Alexandria’s Video Vault, Beloved Home of Cinema’s Worst, Closes Friday

UPDATE | April 28, 11:37 a.m.: I just spoke with owner Jim McCabe. The store's landlord wants the space vacated by this weekend, so the shop will close after today. McCabe says the store still has 30-40,000 of the 60,000 titles it once sported, which he'll sell on the Video Vault website. He's not sure what he'll do next. "I’ve just been so busy selling the inventory that I haven’t figured it out," he says. "It’s kind of a weird feeling after 25 years—kind of sad, and at the same time I'm glad to get out of this building and the karma." He reminded me that the store's downfall began when it moved to its current location on S. Columbus Street, which only has street parking. "I’m just sick having to ride around the block 20 times myself."

Original post below:

Video Vault, the beloved Alexandria store that for 25 years has been the Valhalla of D.C.'s weirdo cinephiles, is closing Friday. Last month, when owner Jim McCabe announced his store's imminent demise, I reported a little bit on the Vault's history and why it closed: McCabe, a psychologist who was a political appointee early on in the Reagan administration, opened the store in 1985 with his wife Jane, and they eventually acquired a collection of 65,000 titles. The store shuffled through several Old Town Alexandria locations—and briefly expanded to a second Georgetown location—before landing in its current spot, a basement space on S. Columbus Street.

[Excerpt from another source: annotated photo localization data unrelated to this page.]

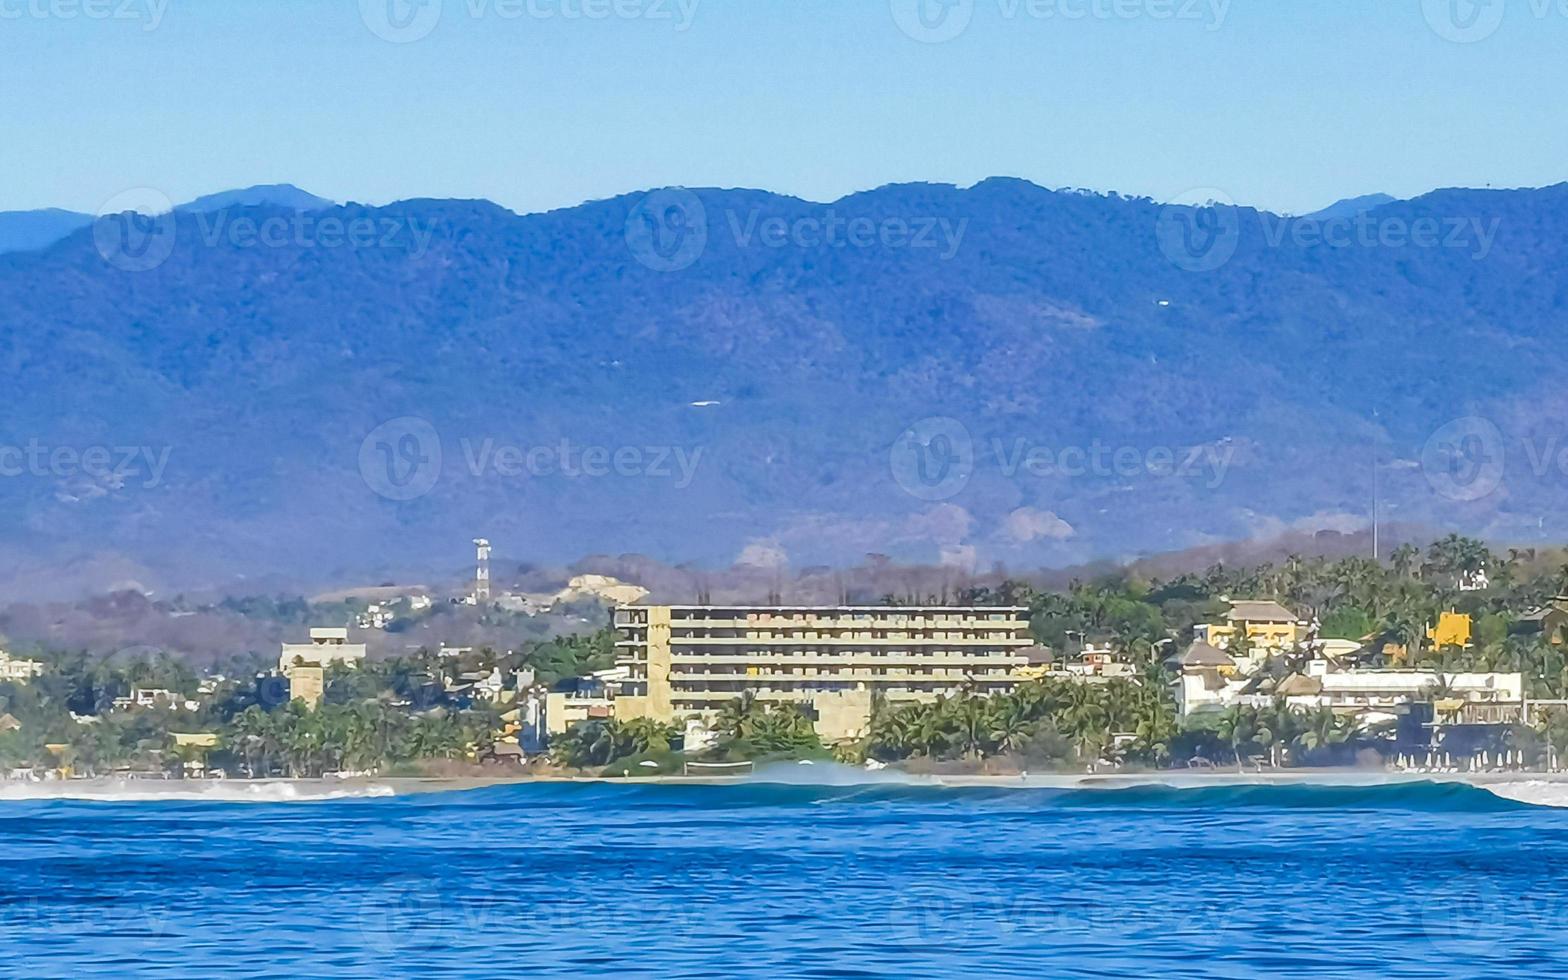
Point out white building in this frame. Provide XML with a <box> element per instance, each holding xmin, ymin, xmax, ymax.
<box><xmin>0</xmin><ymin>651</ymin><xmax>43</xmax><ymax>682</ymax></box>
<box><xmin>1171</xmin><ymin>641</ymin><xmax>1244</xmax><ymax>716</ymax></box>
<box><xmin>112</xmin><ymin>688</ymin><xmax>184</xmax><ymax>711</ymax></box>
<box><xmin>355</xmin><ymin>603</ymin><xmax>394</xmax><ymax>630</ymax></box>
<box><xmin>1282</xmin><ymin>670</ymin><xmax>1523</xmax><ymax>714</ymax></box>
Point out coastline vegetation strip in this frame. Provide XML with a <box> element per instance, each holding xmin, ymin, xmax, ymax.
<box><xmin>4</xmin><ymin>535</ymin><xmax>1568</xmax><ymax>779</ymax></box>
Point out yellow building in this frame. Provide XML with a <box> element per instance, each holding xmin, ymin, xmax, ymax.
<box><xmin>611</xmin><ymin>604</ymin><xmax>1034</xmax><ymax>741</ymax></box>
<box><xmin>1196</xmin><ymin>600</ymin><xmax>1302</xmax><ymax>652</ymax></box>
<box><xmin>1427</xmin><ymin>611</ymin><xmax>1472</xmax><ymax>649</ymax></box>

It was that move—and the fact that the store no longer had abundant parking, as it did when it was located in a large house on Washington Street—along with high rent that eventually spelled an end for the business, McCabe told me last month. The store specialized in cult and foreign movies—its slogan was "Guaranteed Worst Movies In Town"—and counted Joey Ramone and cult filmmaker Jeff Krulik among its customers.

Another was Carl Cephas, who leads the Washington Psychotronic Film Society and whose suspension from the Library of Congress was chronicled on Arts Desk last fall. For years, the Psychotronic Film Society rented the z-movies it screens each week from Video Vault. Cephas, who was finally fired from the Library of Congress in December but is still appealing the decision, stopped by the store for the last time recently.

"I should've spent my last $100 on Oddles of Noodles," he said today. "But instead I picked up some DVDs at Video Vault."